A Proposta de Emenda à Constituição (PEC) 69/14, que dispõe sobre a efetivação de servidores estaduais admitidos sem concurso público até a publicação da Lei Complementar 100, de 2007, já pode seguir para discussão e votação em 1º turno no plenário da Assembleia Legislativa de Minas Gerais (ALMG). A proposição recebeu, na terça-feira (23), parecer favorável de 1º turno da Comissão Especial criada para analisá-la. O relator, deputado Sebastião Costa (PPS), apresentou o substitutivo nº 1.

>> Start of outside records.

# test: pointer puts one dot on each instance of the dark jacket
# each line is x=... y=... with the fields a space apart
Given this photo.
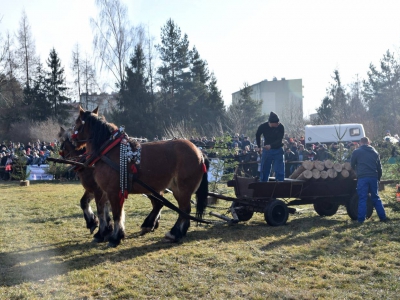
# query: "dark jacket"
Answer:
x=272 y=135
x=365 y=160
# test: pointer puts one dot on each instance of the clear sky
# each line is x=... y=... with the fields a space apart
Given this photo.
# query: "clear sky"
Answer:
x=242 y=40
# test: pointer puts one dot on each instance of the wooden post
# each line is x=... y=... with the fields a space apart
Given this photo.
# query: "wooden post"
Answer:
x=338 y=167
x=297 y=172
x=328 y=164
x=307 y=174
x=308 y=164
x=319 y=165
x=324 y=175
x=316 y=174
x=347 y=166
x=343 y=175
x=332 y=174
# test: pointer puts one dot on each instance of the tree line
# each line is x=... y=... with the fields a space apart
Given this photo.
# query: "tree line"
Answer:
x=374 y=101
x=163 y=88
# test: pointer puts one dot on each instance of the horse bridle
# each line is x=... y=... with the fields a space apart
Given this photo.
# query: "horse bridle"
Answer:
x=74 y=137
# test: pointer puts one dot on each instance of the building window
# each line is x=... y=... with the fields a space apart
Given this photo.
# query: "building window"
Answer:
x=354 y=131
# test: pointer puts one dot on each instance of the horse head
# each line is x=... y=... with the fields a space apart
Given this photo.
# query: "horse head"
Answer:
x=67 y=148
x=82 y=126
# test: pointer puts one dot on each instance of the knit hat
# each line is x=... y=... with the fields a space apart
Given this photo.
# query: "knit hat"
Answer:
x=273 y=117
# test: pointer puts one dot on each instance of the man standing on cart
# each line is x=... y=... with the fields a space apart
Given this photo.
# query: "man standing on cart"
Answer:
x=272 y=151
x=365 y=160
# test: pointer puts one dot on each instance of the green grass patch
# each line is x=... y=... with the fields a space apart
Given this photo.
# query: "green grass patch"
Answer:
x=47 y=253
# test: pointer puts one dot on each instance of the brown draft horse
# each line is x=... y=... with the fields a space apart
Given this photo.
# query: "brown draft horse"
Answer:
x=92 y=190
x=175 y=164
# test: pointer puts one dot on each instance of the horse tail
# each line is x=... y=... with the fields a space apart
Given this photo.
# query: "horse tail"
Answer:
x=202 y=191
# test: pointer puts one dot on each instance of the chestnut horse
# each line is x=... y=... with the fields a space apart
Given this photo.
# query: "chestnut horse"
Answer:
x=175 y=164
x=92 y=190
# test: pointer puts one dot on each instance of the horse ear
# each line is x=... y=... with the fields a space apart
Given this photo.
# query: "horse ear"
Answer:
x=81 y=111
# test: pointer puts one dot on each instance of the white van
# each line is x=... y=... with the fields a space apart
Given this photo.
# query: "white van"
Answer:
x=333 y=133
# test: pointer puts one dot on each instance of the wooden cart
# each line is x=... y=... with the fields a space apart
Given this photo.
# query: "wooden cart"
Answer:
x=265 y=197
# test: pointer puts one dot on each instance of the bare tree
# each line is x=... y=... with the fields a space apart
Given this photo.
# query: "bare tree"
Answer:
x=151 y=57
x=76 y=68
x=114 y=37
x=89 y=80
x=26 y=51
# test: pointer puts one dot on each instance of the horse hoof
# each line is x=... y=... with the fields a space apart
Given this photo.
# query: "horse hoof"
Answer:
x=169 y=238
x=112 y=245
x=93 y=228
x=145 y=230
x=97 y=240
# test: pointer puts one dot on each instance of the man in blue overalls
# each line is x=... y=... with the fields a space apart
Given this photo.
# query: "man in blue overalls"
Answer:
x=365 y=160
x=272 y=151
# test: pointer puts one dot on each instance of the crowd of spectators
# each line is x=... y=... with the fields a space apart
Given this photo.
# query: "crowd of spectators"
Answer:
x=245 y=151
x=33 y=153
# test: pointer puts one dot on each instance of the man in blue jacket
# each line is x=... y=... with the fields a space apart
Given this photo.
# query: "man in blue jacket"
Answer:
x=272 y=150
x=365 y=160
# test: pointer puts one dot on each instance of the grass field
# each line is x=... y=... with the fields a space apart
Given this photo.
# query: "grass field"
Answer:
x=47 y=253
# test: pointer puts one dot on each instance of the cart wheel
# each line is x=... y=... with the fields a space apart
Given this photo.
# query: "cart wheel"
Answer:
x=325 y=207
x=242 y=213
x=276 y=213
x=352 y=207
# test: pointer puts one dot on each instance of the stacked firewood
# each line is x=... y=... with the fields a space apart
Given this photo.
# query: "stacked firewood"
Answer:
x=323 y=170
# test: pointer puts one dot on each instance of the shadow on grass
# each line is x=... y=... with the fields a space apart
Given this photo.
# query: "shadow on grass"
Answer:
x=40 y=265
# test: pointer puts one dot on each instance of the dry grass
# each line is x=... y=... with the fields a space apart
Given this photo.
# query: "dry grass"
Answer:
x=46 y=253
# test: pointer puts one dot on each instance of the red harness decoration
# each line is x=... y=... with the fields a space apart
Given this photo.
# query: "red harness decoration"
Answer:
x=108 y=148
x=204 y=168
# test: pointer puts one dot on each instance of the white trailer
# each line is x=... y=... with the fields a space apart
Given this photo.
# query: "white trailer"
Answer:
x=333 y=133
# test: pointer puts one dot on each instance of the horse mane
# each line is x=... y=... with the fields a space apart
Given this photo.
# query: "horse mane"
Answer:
x=66 y=135
x=100 y=129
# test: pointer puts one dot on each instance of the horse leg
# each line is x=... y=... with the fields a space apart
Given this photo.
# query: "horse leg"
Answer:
x=182 y=225
x=102 y=210
x=153 y=219
x=91 y=220
x=119 y=220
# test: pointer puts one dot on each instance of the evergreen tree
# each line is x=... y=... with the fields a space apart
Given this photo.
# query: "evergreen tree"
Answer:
x=137 y=114
x=35 y=95
x=245 y=114
x=174 y=55
x=56 y=89
x=382 y=92
x=335 y=106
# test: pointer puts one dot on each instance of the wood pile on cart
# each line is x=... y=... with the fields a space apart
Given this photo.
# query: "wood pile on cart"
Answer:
x=323 y=170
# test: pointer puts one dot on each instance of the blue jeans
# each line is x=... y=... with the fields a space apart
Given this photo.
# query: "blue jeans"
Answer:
x=272 y=156
x=365 y=186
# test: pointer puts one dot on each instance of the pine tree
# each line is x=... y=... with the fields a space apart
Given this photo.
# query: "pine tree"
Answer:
x=56 y=89
x=38 y=106
x=245 y=115
x=174 y=55
x=382 y=92
x=137 y=114
x=335 y=106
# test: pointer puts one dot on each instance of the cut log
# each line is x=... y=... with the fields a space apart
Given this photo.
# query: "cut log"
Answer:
x=344 y=174
x=347 y=166
x=308 y=164
x=324 y=175
x=297 y=172
x=328 y=164
x=338 y=167
x=332 y=174
x=319 y=165
x=306 y=175
x=316 y=174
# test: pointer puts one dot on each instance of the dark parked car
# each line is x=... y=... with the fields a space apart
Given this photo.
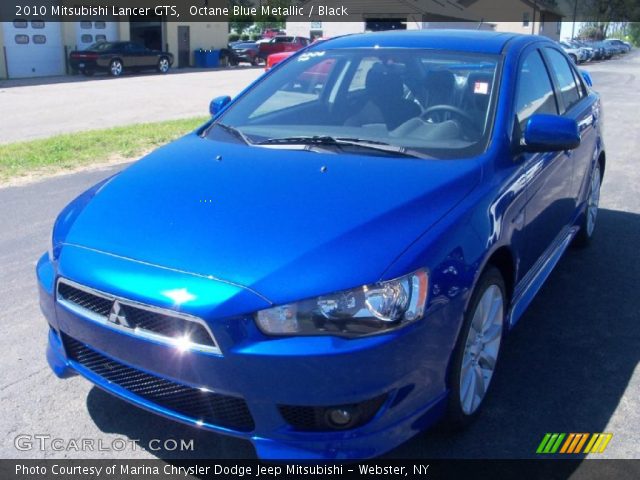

A PEC 69/14 é assinada por 26 parlamentares. Tem como objetivo garantir os direitos dos designados da educação depois da declaração de inconstitucionalidade da Lei Complementar 100, que efetivou esses servidores sem concurso público. Assim, a proposição reintegra ao quadro de servidores efetivos do Estado os 96 mil profissionais que deverão ser exonerados em função da decisão do STF que considerou a Lei Complementar 100 inconstitucional.

Em seu parecer, o deputado Sebastião Costa destaca que o objetivo da PEC 69/14 é defender a dignidade dos servidores prejudicados pela decisão do STF. Segundo o relator, a proposição garante os direitos trabalhistas e previdenciários da categoria. O substitutivo nº 1 faz adequações relativas à técnica legislativa e acrescenta o artigo 139 aos Atos das Disposições Constitucionais Transitórias. Esse dispositivo determina que os servidores estaduais admitidos sem concurso público até o dia 5 de outubro de 2007 sejam efetivados, inclusive para fins previdenciários. Esses trabalhadores passariam, então, a compor um quadro temporário do Estado até que, depois de aposentados, sejam substituídos por novos servidores concursados.